Thanks, I know that micromouse is very popular robot in the World - many students make it for learning purposes. I could make instructable how to make and program it, but, to my mind, it would be too easy for other people. As an example, if anybody from my university will see it(2nd year students make it every year and the parts are usually the same (microcontrollers and motors)), they will have to copy and paste it.
To power my robot I used 9V battery which is between 2 motors (there is perfect gap for 9V battery), so you can't see it.

ofey (author)gycka2014-06-03

Hi Gycka, thanks for the reply. I see your point and thanks for the info.
Shane

Mic100 (author)2014-05-26

2 DS PIC it well move and interact,

i made a mini robot based on an ATtiny13 is already moving and not bad for a tiny

https://www.instructables.com/id/Mini-2-wheel-robot-with-IR-sensor-weight-14gr-and-/

gycka (author)Mic1002014-05-26

Looks nice! You should check this robot controller:

http://www.pololu.com/product/1220/

Mic100 (author)gycka2014-05-29

Good for France the distributor is Lextronic

Mic100 (author)gycka2014-05-29

Thank you for the link, I'll find out if the book in France :)

Interesting but wont you only be able to tell relative distnace since the intensity of reflected light will be inconsistant between objects? Very cool though!

I am not sure if there is a relationship between distance and intensity of reflected light(I am not sure if you can derive a math formula). I used specific sensor values in my code - if the distance is between 300 and 400 that means there is a wall or vice versa.
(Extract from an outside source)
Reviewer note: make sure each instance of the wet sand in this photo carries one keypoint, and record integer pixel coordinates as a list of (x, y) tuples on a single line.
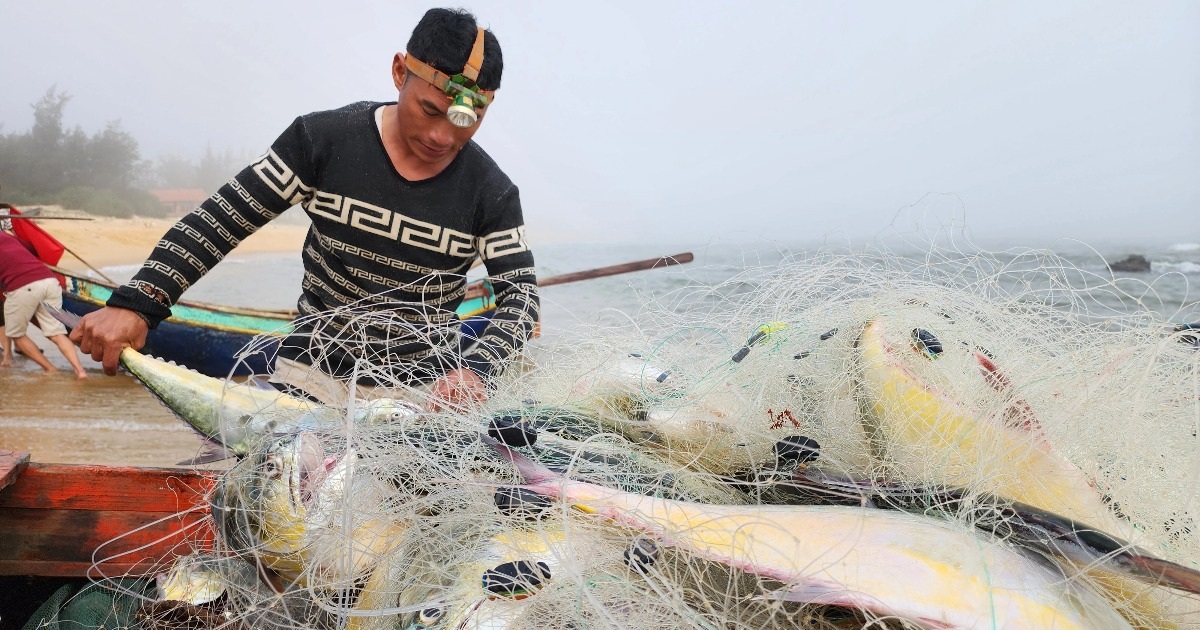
[(101, 420), (105, 420)]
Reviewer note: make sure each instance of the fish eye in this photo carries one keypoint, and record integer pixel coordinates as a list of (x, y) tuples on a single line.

achand8 (author)2014-05-27

Thats a nicely built bot! Awesome! Why do you need two microcontrollers? Which tyres and motors are you using? Regarding the IR sensor. Since an IR led works at 1.5 v, you could have put 3 in series and put a current limited resistor, it's more efficient than a resistor for each led. But it wont make much of a difference! BTW whats the middle PCB for?

gycka (author)achand82014-05-28

Thanks! Well, I have 2 microcontrollers (dsPIC30F4011) because one can read only 1 motor encoder data. I couldn't use different microcontroller which could do 2 motors at the same time, because of learning purposes (communication between microcontrollers etc.).
Wheels are 3D printed(40mm diameter) and I don't know what type tires are because it was provided by my university.
As I have mentioned below, I used Faulhaber DC motors. Datasheet(I am using 6V motors, 33:1 gearbox): http://www.micromo.com/micromo/DC-ENCODERS/2619_S... .
Finally, middle PCB is motor control (H-bridge), I made my micromouse in steps, so in order to avoid mistakes I split my electronics in 2 main pieces - 'motherboard' and 'motor board'.

artaex (author)2014-05-27

Wouldn't TV remotes interfere with the distance detection since they emit IR light too?

Wragie (author)artaex2014-05-27

TV remotes and most IR devices use codes to discriminate from natural or man made interference. As an example it has to eliminate the single largest and most powerful source aka the sun, or eliminate any 60 or 50hz signals from light bulbs or other light sources. Having typed that I can't think of an example string to show you but they are pretty distinct and not found in nature, and the receiver has to get the correct code before it follows the command. You can find some of this on the data sheets for ir led transmitters.

fixfireleo (author)2014-05-27

wow, dude! awesome! now, can it cook and clean? does it matter if i feed it after dark? :P

Mic100 (author)2014-05-25

good job :=)

what microcontroler are you used for the robot

gycka (author)Mic1002014-05-25

Thanks! I had to use 2 dsPIC30F4011 - one microcontroller can read only 1 motor encoder data, and I wasn't allowed to use different microcontroller.

ASCAS (author)2014-05-25

Nice work! BTW, what motor are you using?

gycka (author)ASCAS2014-05-25

Thank you, Faulhaber DC motors were supplied by university. Datasheet(I am using 6V motors, 33:1 gearbox): http://www.micromo.com/micromo/DC-ENCODERS/2619_SR_IE2-16DFF.pdf

repkid (author)2014-05-25

Noooooooo, please don't butcher LEGO.